恐ろしく開発者的な例示ですが、例えば、文字数無制限だったエリアに格納された文字列を、10バイトと定められたエリアに格納し直す必要が生じた場合、すべて1Byteの文字である保証がある上、頭からデータを移せば良いのであれば、LEFT関数でも使って 10文字切り出せば済みますが、元のエリアが日本語表記のエリアであれば、全角/半角文字の使用比率によって、LEFT関数で切り出すバイト数は異なります。
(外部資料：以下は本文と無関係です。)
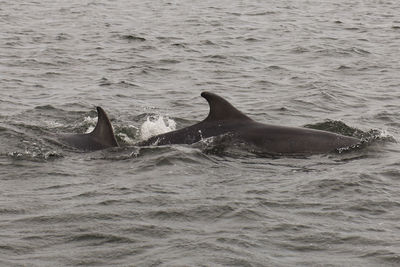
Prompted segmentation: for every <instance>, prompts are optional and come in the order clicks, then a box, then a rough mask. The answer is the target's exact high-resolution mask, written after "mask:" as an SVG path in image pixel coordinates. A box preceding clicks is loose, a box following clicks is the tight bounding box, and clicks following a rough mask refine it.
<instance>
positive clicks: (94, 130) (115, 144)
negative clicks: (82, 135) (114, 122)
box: [89, 107, 118, 147]
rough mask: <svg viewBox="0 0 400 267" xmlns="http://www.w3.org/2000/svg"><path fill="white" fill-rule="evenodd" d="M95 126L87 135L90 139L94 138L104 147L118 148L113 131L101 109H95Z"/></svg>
mask: <svg viewBox="0 0 400 267" xmlns="http://www.w3.org/2000/svg"><path fill="white" fill-rule="evenodd" d="M97 116H98V118H97V124H96V127H95V128H94V130H93V131H92V132H91V133H89V134H90V135H91V136H92V137H94V138H96V140H97V141H98V142H100V143H101V144H103V145H105V146H109V147H116V146H118V143H117V140H116V139H115V136H114V130H113V128H112V126H111V122H110V120H109V119H108V116H107V114H106V113H105V112H104V110H103V109H102V108H101V107H97Z"/></svg>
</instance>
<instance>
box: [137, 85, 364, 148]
mask: <svg viewBox="0 0 400 267" xmlns="http://www.w3.org/2000/svg"><path fill="white" fill-rule="evenodd" d="M201 96H202V97H203V98H205V99H206V100H207V102H208V104H209V109H210V110H209V114H208V116H207V117H206V118H205V119H204V120H203V121H201V122H199V123H196V124H194V125H191V126H188V127H185V128H182V129H178V130H175V131H171V132H167V133H164V134H160V135H156V136H153V137H150V138H149V139H147V140H144V141H141V142H139V143H137V145H138V146H154V145H157V146H160V145H173V144H189V145H190V144H194V143H196V142H199V141H201V140H204V139H207V138H210V137H214V136H221V135H230V136H231V137H232V138H234V140H238V141H239V142H241V143H244V144H246V145H249V146H251V147H254V148H256V149H257V150H258V151H262V152H263V153H266V154H271V155H299V154H300V155H308V154H322V153H330V152H334V151H340V150H341V149H348V148H352V147H355V146H357V145H359V144H361V140H360V139H358V138H355V137H350V136H344V135H340V134H336V133H332V132H327V131H323V130H315V129H309V128H304V127H291V126H281V125H270V124H264V123H260V122H257V121H254V120H253V119H251V118H250V117H249V116H247V115H245V114H244V113H242V112H241V111H239V110H238V109H236V108H235V107H234V106H233V105H232V104H231V103H229V102H228V101H227V100H225V99H224V98H222V97H221V96H219V95H217V94H214V93H211V92H202V93H201Z"/></svg>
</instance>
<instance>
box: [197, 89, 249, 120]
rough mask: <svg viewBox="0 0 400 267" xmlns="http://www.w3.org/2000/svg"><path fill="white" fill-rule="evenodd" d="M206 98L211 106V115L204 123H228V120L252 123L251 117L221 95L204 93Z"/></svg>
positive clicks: (202, 96) (209, 113) (205, 92)
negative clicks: (246, 114) (242, 111)
mask: <svg viewBox="0 0 400 267" xmlns="http://www.w3.org/2000/svg"><path fill="white" fill-rule="evenodd" d="M201 96H202V97H204V98H205V99H206V100H207V102H208V104H209V105H210V113H209V114H208V116H207V118H206V119H205V120H204V121H226V120H246V121H252V119H250V118H249V117H247V116H246V115H244V114H243V113H242V112H240V111H239V110H237V109H236V108H235V107H234V106H232V104H231V103H229V102H228V101H226V100H225V99H223V98H222V97H220V96H219V95H216V94H213V93H210V92H203V93H201Z"/></svg>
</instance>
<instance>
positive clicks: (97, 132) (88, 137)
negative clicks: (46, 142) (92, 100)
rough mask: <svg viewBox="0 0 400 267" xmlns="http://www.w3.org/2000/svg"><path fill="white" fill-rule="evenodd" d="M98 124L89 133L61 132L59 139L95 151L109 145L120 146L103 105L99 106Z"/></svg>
mask: <svg viewBox="0 0 400 267" xmlns="http://www.w3.org/2000/svg"><path fill="white" fill-rule="evenodd" d="M96 109H97V116H98V119H97V124H96V127H95V128H94V129H93V131H92V132H90V133H87V134H61V135H59V136H58V140H59V141H60V142H61V143H64V144H66V145H68V146H70V147H73V148H76V149H79V150H83V151H95V150H100V149H105V148H109V147H118V143H117V140H116V139H115V136H114V131H113V128H112V126H111V122H110V120H109V119H108V116H107V114H106V113H105V112H104V110H103V109H102V108H101V107H97V108H96Z"/></svg>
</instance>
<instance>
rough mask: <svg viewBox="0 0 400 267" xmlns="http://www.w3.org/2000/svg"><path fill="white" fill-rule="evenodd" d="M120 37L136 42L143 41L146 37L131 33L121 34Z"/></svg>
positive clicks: (141, 41) (142, 41) (125, 39)
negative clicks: (137, 35) (120, 36)
mask: <svg viewBox="0 0 400 267" xmlns="http://www.w3.org/2000/svg"><path fill="white" fill-rule="evenodd" d="M121 39H123V40H128V41H136V42H144V41H146V38H144V37H140V36H136V35H133V34H127V35H122V36H121Z"/></svg>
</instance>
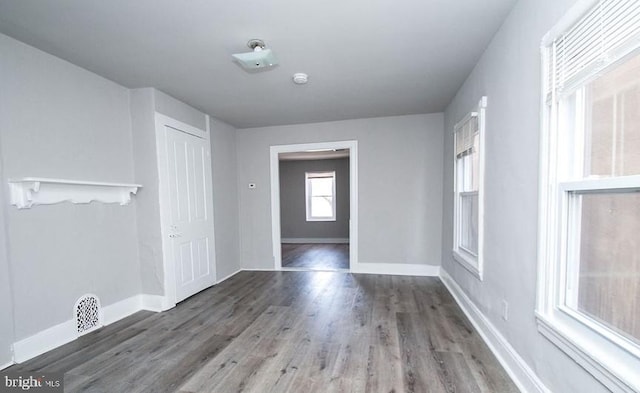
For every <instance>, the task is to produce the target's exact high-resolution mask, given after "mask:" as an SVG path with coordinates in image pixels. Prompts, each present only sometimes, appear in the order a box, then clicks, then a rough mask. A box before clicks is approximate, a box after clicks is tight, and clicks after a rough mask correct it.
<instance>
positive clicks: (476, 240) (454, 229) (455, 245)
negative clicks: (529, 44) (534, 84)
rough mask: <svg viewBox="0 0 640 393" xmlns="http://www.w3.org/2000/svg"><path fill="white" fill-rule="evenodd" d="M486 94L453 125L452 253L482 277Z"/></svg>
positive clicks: (457, 258) (459, 259)
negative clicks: (481, 241) (453, 221)
mask: <svg viewBox="0 0 640 393" xmlns="http://www.w3.org/2000/svg"><path fill="white" fill-rule="evenodd" d="M485 107H486V97H483V99H482V100H481V101H480V103H479V105H478V107H477V108H474V110H473V111H471V112H469V113H468V114H467V115H466V116H465V117H464V118H463V119H462V120H461V121H459V122H458V123H457V124H456V125H455V127H454V149H455V167H454V168H455V172H454V186H455V205H454V249H453V256H454V258H455V259H456V260H457V261H459V262H460V263H461V264H462V265H463V266H465V267H466V268H467V269H469V270H470V271H471V272H472V273H474V274H475V275H476V276H477V277H479V278H481V277H482V269H481V267H482V262H481V258H480V256H481V253H480V248H481V232H482V222H481V217H482V214H481V209H482V192H481V183H482V182H481V176H482V165H481V159H482V152H481V150H482V146H481V145H482V143H481V137H482V129H483V127H484V126H483V125H484V108H485Z"/></svg>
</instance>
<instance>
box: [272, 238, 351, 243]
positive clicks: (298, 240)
mask: <svg viewBox="0 0 640 393" xmlns="http://www.w3.org/2000/svg"><path fill="white" fill-rule="evenodd" d="M280 243H285V244H305V243H310V244H334V243H339V244H349V238H343V237H327V238H321V237H317V238H316V237H295V238H294V237H284V238H282V239H280Z"/></svg>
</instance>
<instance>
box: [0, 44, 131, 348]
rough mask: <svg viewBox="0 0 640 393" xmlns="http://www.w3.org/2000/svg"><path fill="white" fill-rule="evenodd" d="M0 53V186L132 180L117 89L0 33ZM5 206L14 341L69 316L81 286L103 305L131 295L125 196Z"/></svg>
mask: <svg viewBox="0 0 640 393" xmlns="http://www.w3.org/2000/svg"><path fill="white" fill-rule="evenodd" d="M0 53H2V56H0V86H2V88H1V89H0V134H1V137H2V151H1V154H2V157H3V160H4V161H3V162H4V168H3V172H4V177H5V178H4V179H2V184H6V179H7V178H20V177H26V176H38V177H54V178H67V179H80V180H94V181H107V182H132V181H133V159H132V143H131V128H130V116H129V91H128V90H127V89H125V88H124V87H122V86H119V85H117V84H115V83H113V82H111V81H108V80H106V79H104V78H102V77H99V76H97V75H95V74H93V73H90V72H89V71H86V70H84V69H81V68H79V67H76V66H74V65H72V64H70V63H67V62H65V61H63V60H60V59H58V58H55V57H53V56H50V55H48V54H46V53H44V52H41V51H39V50H37V49H35V48H32V47H30V46H27V45H25V44H22V43H20V42H18V41H16V40H14V39H12V38H9V37H6V36H3V35H0ZM5 187H6V186H5ZM5 190H6V189H5ZM7 209H8V210H7V216H6V217H5V219H6V220H7V229H8V245H9V251H10V252H9V256H10V264H11V280H12V288H13V292H14V296H13V299H14V301H15V304H14V309H15V339H16V340H20V339H23V338H26V337H28V336H30V335H32V334H34V333H37V332H39V331H41V330H43V329H46V328H49V327H51V326H52V325H55V324H58V323H61V322H63V321H66V320H69V319H71V317H72V311H73V306H74V303H75V301H76V300H77V299H78V298H79V297H80V296H81V295H83V294H85V293H87V292H91V293H95V294H97V295H98V296H99V297H100V299H101V301H102V304H103V305H105V306H107V305H110V304H112V303H115V302H117V301H119V300H122V299H125V298H127V297H130V296H132V295H135V294H137V293H140V279H139V276H140V270H139V269H140V265H139V263H138V247H137V234H136V217H135V202H134V203H133V204H131V205H128V206H119V205H105V204H99V203H92V204H87V205H72V204H68V203H66V204H59V205H49V206H36V207H34V208H32V209H25V210H17V209H16V208H15V207H12V206H11V207H8V208H7Z"/></svg>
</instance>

最終的な対処法はともかく、精緻に10バイトに向き合った結果が、末尾"B"付き関数なのであれば頷ける話と言えましょう。
ともあれ、極端な 2例で恐縮ながら、改めてどちらを使用すべきか?の点に言及するのであれば、Excelを使用して、精緻にバイト数に向き合う必要のない場合は、末尾"B"なしの関数で十分!が、ご推奨です。
ただし、末尾"B"なし関数を利用する際に、一点気を付けて頂きたいのは、半角カナ文字の濁点に関する対応です。
既定の言語の設定に関係なく、どんな環境でも、各文字(1バイト文字も 2バイト文字も)が常に 1つとして数えられると明言する以上、"パ"であれ、"ゲ"であれ、1つとして数えるのが筋だろうと思うのですが、残念ながら、ここに関して言えば、末尾"B"のある/なしに依らず、同じ結果が返ります。
末尾"B"なしの関数の定義を直しましょう。
末尾"B"なしの関数とは、カーソルキーを動作させた時に、1度のキー操作で動く範囲を一文字とカウントする関数です。
* DBCSはMBCS(Multiple Byte Character Set:複数バイト文字セット)の一種で、この他にも文字セットは多数現存します。
1文字を何バイトで表現するか?に関しては、使用しているコンピュータが、どんな文字セットをサポートしているか?に依存しますが、文字コードや文字セットの解説を始めると、コンピュータの歴史を紐解く壮大な作業となりますので、ここでの言及は避けましょう...f ^_^;)...。
逃げ腰解説で恐縮ですが、Excelで目指したDBCS対応機能に関して、サポートしている「言語」として、日本語、簡体字中国語、繁体字中国語、および韓国語がある点をご確認頂いた上で、日本語表記の場合、関数の使用目的に応じて、末尾に"B"のある/なしの使い分けが必要である点をご理解ください。